Two years before this, a former brakeman and superintendent of the Credit Valley Railway had been sent to Winnipeg as superintendent of the western lines of the C.P.R.—he became Sir William Whyte. In the morning, on discovery of the doings at Headingly, and on instructions from Van Horne, Mr. Whyte took a gang of men to tear up the diamond. The attorney-general had sworn in twenty special constables who were guarding the “jewel”, as the diamond was called.

The defenders were in charge of ex-poundkeeper Cox. Whyte told him he would remove the diamond at any cost, though he was unwilling to use violence. Cox prepared to resist, but a punch in the eye from a warmly loyal C.P.R. navvy changed his mind.

The diamond was removed and hauled in triumph to the C.P.R. yards, and the battle of Fort Whyte was on, with General Whyte commanding his forces from his private car. An engine was ditched at the crossing, and Whyte stayed by, with two hundred and fifty men from the C.P.R. shops to see that the supporters of the Manitoba Government didn’t move it. In his car were about twenty special constables.

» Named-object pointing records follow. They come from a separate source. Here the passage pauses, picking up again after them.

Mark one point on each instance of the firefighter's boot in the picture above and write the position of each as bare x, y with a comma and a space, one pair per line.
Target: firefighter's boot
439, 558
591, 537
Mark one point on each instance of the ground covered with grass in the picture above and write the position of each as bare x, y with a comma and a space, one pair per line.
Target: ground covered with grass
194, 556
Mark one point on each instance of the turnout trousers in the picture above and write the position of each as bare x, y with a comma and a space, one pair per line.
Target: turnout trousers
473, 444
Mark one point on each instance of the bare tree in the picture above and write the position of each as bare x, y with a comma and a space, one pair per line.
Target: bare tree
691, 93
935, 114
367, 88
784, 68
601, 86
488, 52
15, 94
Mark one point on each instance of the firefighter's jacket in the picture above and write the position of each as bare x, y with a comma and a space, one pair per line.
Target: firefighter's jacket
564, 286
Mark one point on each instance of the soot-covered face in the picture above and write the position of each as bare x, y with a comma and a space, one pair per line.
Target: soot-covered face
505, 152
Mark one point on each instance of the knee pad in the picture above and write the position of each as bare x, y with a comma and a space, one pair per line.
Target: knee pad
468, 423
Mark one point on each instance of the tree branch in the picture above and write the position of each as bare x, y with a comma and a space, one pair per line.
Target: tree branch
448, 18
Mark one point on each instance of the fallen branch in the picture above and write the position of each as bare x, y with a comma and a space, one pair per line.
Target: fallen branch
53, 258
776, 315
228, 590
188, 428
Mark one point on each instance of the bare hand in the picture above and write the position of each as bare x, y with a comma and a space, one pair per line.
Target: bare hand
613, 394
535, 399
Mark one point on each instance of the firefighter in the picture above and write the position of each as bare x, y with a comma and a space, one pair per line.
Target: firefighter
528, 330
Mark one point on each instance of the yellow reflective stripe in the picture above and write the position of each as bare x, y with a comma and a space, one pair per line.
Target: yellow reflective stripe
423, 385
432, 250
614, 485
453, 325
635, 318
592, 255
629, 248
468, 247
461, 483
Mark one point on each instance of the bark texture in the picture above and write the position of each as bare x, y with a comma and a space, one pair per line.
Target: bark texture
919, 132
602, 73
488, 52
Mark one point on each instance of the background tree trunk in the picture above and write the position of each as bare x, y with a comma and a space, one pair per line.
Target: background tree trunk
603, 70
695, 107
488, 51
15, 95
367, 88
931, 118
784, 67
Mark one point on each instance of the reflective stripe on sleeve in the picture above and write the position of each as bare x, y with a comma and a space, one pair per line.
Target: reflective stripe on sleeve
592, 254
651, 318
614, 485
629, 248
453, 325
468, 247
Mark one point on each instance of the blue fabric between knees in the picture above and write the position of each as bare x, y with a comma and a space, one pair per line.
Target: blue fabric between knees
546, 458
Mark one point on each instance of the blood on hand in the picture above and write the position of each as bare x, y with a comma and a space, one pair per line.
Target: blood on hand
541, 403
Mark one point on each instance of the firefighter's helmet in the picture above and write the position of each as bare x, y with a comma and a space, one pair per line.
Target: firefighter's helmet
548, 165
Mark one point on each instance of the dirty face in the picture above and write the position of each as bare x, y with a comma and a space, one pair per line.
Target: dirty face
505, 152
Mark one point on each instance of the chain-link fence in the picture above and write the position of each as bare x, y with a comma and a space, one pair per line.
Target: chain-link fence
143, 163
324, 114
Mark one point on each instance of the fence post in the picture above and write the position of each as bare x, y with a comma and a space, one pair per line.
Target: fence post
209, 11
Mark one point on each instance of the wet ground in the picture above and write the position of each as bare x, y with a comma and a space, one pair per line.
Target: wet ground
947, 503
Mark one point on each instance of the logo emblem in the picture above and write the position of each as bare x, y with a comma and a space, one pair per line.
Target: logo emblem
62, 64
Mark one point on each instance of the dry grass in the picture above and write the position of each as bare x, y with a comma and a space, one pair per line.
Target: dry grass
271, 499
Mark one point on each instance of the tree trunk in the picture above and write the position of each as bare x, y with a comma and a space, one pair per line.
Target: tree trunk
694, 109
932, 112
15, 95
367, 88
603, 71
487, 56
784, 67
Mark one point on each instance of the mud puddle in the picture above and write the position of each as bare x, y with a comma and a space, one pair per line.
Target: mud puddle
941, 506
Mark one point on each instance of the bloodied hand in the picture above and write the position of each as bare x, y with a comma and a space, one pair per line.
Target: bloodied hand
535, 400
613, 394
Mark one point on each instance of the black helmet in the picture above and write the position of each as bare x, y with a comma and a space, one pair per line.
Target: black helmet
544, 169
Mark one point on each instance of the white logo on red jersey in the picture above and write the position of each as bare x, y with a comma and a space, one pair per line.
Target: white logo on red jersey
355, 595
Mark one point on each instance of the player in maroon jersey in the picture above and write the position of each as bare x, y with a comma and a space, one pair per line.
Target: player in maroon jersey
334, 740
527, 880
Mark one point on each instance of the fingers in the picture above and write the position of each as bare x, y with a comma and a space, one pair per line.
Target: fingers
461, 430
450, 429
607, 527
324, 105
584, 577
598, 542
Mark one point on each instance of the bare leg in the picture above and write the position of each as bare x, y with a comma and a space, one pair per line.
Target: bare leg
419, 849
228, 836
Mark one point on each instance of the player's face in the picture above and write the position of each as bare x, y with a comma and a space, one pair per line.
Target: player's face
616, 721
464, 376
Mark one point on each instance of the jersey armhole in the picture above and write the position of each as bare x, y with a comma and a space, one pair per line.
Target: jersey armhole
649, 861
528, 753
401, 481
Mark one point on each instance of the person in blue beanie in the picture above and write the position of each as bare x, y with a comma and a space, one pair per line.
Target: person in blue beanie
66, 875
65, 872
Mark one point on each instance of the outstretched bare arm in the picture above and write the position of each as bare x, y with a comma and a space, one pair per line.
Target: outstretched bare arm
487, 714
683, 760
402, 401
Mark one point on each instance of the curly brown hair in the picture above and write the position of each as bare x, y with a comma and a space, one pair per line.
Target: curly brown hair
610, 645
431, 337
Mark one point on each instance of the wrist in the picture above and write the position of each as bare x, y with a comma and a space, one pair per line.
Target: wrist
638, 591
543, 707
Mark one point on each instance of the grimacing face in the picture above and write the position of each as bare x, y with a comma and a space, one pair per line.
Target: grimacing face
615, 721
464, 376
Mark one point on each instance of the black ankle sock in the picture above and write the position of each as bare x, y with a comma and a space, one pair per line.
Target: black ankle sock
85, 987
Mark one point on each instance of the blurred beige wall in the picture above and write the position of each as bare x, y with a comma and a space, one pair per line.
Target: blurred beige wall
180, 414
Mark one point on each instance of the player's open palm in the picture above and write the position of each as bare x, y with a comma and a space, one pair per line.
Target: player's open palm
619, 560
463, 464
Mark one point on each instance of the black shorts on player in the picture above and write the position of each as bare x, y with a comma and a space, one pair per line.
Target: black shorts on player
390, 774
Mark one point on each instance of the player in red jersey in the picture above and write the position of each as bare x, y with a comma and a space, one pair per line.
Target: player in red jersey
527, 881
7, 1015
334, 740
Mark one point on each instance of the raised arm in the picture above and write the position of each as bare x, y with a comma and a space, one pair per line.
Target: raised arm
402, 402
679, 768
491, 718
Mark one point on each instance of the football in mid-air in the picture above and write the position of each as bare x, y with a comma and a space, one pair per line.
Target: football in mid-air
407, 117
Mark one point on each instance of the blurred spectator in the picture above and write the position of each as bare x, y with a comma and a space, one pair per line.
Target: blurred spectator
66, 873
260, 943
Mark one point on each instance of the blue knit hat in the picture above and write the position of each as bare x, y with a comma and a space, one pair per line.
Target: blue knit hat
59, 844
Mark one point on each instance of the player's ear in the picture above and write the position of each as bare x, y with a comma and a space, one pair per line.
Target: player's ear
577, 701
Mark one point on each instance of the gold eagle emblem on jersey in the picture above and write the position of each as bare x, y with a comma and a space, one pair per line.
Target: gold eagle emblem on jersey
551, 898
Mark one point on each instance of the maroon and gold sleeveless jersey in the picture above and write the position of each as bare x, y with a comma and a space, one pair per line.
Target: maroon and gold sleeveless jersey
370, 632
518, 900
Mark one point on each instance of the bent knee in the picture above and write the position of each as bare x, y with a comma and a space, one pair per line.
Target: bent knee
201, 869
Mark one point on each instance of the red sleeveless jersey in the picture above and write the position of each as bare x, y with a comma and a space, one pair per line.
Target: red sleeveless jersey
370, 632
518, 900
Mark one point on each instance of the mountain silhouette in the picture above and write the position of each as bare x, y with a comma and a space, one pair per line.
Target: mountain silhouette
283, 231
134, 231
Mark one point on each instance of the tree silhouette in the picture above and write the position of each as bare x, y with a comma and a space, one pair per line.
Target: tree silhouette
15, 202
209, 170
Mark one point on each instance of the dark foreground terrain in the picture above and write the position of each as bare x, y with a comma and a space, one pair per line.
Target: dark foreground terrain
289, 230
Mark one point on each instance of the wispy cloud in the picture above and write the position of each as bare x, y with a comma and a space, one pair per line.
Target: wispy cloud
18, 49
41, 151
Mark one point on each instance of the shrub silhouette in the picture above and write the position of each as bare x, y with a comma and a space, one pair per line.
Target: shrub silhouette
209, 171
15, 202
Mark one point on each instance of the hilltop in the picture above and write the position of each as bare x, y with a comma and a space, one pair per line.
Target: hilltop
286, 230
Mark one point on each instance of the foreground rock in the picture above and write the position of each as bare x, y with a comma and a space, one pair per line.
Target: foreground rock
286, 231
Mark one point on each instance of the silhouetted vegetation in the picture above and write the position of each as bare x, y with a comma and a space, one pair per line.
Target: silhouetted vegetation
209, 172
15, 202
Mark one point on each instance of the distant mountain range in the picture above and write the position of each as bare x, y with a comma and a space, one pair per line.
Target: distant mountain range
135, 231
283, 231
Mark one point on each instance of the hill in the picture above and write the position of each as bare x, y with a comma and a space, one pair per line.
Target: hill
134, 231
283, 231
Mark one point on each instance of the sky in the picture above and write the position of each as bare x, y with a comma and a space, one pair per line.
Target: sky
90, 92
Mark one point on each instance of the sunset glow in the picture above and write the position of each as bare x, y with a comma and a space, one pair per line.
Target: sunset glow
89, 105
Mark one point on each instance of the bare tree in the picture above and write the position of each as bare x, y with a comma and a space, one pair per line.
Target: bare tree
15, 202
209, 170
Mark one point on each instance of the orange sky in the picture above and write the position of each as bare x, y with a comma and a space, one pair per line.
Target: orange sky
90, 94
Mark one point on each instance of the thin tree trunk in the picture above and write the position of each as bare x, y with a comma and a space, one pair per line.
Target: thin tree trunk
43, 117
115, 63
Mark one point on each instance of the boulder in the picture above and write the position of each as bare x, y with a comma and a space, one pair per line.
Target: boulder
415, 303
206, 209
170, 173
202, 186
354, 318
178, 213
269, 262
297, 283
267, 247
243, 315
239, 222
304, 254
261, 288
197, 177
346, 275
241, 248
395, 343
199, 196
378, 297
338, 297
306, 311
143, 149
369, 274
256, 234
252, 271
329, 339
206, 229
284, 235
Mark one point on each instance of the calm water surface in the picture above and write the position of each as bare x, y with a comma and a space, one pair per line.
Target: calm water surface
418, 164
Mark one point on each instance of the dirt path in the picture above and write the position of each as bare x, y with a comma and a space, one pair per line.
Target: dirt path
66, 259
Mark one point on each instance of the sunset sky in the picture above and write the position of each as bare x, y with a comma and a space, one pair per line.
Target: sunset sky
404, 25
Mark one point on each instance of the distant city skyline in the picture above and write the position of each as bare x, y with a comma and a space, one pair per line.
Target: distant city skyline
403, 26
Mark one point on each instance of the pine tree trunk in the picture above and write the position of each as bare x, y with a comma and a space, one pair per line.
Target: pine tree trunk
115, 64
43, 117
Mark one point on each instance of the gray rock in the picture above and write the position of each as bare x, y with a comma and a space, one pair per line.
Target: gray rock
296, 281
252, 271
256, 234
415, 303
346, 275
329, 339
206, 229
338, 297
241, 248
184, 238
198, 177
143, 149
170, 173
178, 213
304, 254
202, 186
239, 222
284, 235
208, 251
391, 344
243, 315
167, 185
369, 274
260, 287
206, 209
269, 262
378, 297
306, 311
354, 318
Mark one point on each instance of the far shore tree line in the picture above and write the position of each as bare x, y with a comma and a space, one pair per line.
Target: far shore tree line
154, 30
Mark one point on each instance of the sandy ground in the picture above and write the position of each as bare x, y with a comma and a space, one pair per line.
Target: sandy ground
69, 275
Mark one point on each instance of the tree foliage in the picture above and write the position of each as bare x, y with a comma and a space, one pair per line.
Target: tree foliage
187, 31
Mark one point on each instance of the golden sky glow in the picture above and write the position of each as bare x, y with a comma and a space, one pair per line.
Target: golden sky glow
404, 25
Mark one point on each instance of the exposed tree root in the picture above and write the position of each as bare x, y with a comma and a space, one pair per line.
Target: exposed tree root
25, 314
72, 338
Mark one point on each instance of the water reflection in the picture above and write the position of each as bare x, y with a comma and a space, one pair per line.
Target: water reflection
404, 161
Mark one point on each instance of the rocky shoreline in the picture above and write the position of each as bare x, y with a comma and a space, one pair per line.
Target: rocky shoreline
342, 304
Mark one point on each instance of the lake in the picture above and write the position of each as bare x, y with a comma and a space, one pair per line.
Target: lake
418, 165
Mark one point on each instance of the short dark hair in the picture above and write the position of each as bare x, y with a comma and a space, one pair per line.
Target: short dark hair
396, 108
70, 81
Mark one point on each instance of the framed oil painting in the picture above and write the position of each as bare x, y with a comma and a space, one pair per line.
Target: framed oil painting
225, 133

Joe Martin and several high provincial officers were on the ground. He caused the provincial chief of police to inform Whyte that the appointments of his special police had been canceled. A handy magistrate swore them in again. More men were brought up by the provincial powers, and it seemed as if they would attempt to make the crossing afresh. Whyte attached a hose to his locomotive, which stood close to the ditched engine, and said he would turn live steam on any gang which tried to work against him. It was impossible for the provincialists to get up steam against such steam; and so closed a perfectly Martinesque day.

The double dare continued for five days of venomous but harmless hostility. Then Martin swore in a hundred and twenty constables and called out the military, under Colonel Villiers, who pitched their tents on the battlefield. A threat was made to lay the diamond further down the line, and Whyte built a fence, and kept his watchful forces waiting behind it.

A battalion of farmers appeared carrying sundry woodware. They talked of lynching “Smooth William”, but retired, discerning that valour may be compounded with discretion. Whyte vowed that he would stay there as long as the crossing was unauthorized even if he had to tie up the C.P.R. from East to West to preserve its rights.

For a fortnight the armies faced each other, and then the C.P.R. tired of waiting on Ottawa, sought an injunction restraining the provincial road from trespass. The courts refused the injunction, Superintendent Whyte called off his engines, his cars and his men, and Fort Whyte went into the history of bloodless campaigns.

In the Van Horne biography the episode is called “as merry a game of bluff as he had ever known.” That there wasn’t a serious casualty list was due to the inherent good temper of men on both sides—perhaps most of all to the imperturbability of Mr. Whyte, who was on the whole, the West’s most outstanding citizen for more than a quarter of a century, and who wasn’t called “Smooth William” for nothing.

One could not count the ambitious railway schemes that were conceived or cradled in Winnipeg during the eighties and nineties; some born to blush unseen, some to waste their prospects on the prairie air, and some to suffer a dolorous existence till they were gathered to the boundless bosom of the C.P.R. Often enough, the poorer the outlook of an enterprise, the more grandiose was its name.